A primeira tradução brasileira só viria 25 anos depois da fundação da FEB. O livro Os Quatro Evangelhos foi editado em três volumes na edição de 1909 traduzida por pelo militar e escritor Francisco Raimundo Ewerton Quadros.
No entanto, a edição definitiva só veio em 1920, quando o engenheiro Luiz Olímpio Guillon Ribeiro traduziu o livro de Roustaing e o dividiu em quatro volumes.
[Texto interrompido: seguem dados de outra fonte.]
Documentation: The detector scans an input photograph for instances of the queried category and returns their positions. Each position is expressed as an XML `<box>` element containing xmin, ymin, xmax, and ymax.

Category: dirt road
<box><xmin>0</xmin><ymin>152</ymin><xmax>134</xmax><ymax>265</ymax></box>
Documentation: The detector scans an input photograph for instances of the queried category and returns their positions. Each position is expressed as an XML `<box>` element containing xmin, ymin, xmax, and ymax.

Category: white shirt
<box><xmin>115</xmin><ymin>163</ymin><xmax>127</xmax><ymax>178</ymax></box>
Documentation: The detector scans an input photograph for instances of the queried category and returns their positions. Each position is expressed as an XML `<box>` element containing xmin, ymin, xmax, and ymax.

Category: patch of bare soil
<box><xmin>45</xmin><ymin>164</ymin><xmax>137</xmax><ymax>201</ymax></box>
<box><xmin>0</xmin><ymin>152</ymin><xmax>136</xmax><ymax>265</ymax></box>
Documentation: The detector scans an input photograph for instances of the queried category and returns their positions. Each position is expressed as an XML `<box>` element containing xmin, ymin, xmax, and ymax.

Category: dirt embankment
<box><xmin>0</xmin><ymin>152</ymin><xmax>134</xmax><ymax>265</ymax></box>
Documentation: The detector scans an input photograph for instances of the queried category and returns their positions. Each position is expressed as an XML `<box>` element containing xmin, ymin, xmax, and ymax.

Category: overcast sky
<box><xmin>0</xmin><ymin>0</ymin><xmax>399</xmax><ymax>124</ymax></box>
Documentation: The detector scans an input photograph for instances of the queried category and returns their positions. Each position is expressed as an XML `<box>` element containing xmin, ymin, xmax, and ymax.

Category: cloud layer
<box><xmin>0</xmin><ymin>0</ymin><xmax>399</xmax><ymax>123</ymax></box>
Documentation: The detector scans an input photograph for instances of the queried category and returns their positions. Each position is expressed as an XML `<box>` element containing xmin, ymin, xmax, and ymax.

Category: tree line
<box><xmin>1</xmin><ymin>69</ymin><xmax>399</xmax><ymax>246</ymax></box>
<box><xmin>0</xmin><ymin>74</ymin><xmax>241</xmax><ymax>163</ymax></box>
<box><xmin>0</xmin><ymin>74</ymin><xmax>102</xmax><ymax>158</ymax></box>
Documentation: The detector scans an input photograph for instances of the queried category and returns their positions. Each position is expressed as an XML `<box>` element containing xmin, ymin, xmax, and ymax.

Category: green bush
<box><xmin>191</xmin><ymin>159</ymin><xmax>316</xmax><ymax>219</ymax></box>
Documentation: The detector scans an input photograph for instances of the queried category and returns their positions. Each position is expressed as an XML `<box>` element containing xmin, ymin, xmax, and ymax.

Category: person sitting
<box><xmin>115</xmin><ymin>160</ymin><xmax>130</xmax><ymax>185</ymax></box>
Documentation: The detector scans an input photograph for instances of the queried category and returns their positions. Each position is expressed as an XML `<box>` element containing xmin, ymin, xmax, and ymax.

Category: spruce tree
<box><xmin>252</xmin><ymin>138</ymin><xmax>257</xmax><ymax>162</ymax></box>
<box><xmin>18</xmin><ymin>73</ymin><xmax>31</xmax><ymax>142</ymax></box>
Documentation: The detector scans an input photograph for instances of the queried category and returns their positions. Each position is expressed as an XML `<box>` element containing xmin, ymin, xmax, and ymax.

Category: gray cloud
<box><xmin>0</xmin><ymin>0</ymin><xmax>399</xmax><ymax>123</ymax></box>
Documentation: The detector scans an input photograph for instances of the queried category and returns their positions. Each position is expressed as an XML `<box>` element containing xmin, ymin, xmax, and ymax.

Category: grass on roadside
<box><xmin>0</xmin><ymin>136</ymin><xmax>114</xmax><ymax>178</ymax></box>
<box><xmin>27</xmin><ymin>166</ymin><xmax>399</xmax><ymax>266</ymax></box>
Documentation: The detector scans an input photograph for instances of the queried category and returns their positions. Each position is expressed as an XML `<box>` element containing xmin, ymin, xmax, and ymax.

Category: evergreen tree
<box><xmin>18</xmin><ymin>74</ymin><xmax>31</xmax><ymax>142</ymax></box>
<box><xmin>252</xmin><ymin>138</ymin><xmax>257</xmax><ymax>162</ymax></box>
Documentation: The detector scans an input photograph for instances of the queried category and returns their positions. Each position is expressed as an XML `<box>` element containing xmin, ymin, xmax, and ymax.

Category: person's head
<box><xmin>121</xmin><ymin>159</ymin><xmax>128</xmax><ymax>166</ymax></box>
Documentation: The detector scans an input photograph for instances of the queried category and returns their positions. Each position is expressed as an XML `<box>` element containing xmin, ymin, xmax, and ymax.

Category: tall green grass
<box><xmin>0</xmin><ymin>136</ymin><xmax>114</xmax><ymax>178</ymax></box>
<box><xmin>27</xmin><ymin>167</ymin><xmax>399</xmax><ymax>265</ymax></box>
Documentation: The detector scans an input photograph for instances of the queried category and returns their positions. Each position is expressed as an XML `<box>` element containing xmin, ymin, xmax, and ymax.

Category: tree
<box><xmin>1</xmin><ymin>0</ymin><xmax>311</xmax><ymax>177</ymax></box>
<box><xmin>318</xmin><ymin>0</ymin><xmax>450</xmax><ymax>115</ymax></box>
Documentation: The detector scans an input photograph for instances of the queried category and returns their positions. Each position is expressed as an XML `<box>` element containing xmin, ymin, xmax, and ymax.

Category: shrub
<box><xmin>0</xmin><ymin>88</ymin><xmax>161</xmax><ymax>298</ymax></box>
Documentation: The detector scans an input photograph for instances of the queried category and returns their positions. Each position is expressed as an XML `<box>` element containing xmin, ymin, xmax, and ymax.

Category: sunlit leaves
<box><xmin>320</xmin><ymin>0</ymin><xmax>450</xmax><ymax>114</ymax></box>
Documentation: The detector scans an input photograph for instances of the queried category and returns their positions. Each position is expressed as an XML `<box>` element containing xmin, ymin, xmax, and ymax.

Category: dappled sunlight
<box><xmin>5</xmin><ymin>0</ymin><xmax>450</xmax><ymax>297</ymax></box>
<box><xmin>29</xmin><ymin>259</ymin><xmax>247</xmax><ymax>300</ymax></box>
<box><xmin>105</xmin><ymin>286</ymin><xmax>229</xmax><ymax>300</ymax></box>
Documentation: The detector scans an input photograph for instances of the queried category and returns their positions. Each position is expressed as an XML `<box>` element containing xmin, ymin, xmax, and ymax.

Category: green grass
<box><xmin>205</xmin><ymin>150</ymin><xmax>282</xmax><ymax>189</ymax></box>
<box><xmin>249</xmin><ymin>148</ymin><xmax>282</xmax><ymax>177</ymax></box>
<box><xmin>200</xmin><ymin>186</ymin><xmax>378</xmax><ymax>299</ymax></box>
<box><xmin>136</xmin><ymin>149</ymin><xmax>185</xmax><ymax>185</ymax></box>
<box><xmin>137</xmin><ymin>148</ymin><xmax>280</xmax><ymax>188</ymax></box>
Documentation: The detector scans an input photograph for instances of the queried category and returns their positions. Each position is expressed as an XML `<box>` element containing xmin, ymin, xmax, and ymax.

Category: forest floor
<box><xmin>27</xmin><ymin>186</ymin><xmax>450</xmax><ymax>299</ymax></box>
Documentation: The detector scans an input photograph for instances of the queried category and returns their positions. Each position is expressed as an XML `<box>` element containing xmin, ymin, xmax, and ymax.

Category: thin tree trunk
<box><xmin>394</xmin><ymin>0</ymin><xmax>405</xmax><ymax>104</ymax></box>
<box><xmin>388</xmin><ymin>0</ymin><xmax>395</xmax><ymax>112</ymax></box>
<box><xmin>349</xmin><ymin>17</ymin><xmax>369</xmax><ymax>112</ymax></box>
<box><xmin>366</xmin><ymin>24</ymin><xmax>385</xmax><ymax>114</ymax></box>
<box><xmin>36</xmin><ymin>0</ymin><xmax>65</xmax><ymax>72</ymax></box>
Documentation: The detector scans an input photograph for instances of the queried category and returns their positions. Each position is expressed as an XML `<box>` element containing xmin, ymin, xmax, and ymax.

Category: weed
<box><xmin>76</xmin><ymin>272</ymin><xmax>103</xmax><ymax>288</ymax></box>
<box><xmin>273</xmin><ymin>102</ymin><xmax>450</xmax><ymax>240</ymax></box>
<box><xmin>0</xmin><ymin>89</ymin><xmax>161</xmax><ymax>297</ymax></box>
É esta a tradução que se encontra no mercado, até hoje, através da editora da FEB.
A polêmica causada pelo livro, que gerou uma reação enérgica dos adeptos do espiritismo científico, que achavam absurdas as ideias difundidas no livro, fez com que o conflito entre roustanguistas (ou rustanistas, num aportuguesamento simplificado) repercutisse de forma problemática nos bastidores do chamado movimento espírita.
Com isso, mesmo com a FEB mantendo Os Quatro Evangelhos como um dos livros básicos de sua "doutrina", aos poucos se esforçou em ocultar a figura de Roustaing, tão misteriosa que não se tem sequer alguma foto que o identificasse.
A enigmática figura de Roustaing, que na França havia tido desavenças com Kardec - que, educadamente, se esforçava em questionar os erros de Roustaing com paciência e habilidade filosóficas - e que, de sua parte, fez do professor lionês seu desafeto, hoje é esquecida e pouco difundida pelo espiritolicismo, apesar de suas ideias continuarem valendo.
Afinal, descontado o absurdo da reencarnação em forma de vermes, animais ou vegetais, a FEB manteve o legado de Roustaing que, na sua "doutrina espírita", contribuiu sobretudo no desenvolvimento de ritos inspirados no Catolicismo - como a "água fluidificada" para a "água benta" católica, o "auxílio fraterno" para o confessionário, os médiuns "sacerdotais" etc.
Além disso, a herança de Roustaing - dissimulado hoje pela memória espiritólica como um moleque que quebrou o vidro da casa de alguém e foge - se estendeu também pelas visões moralistas, pelo misticismo extremo e surreal e pela verborragia pseudo-científica que o espiritolicismo utiliza nos nossos dias.
Hoje os ideólogos do espiritolicismo tentam, erroneamente, atribuir as ideias de Roustaing a Allan Kardec, já que é de praxe a FEB forçar o vínculo definitivo entre esses dois autores, de abordagens completamente diferentes e opostas do conhecimento espírita, com a vantagem real para Kardec, cujo trabalho científico é praticamente ignorado pelos "espíritas" do Brasil.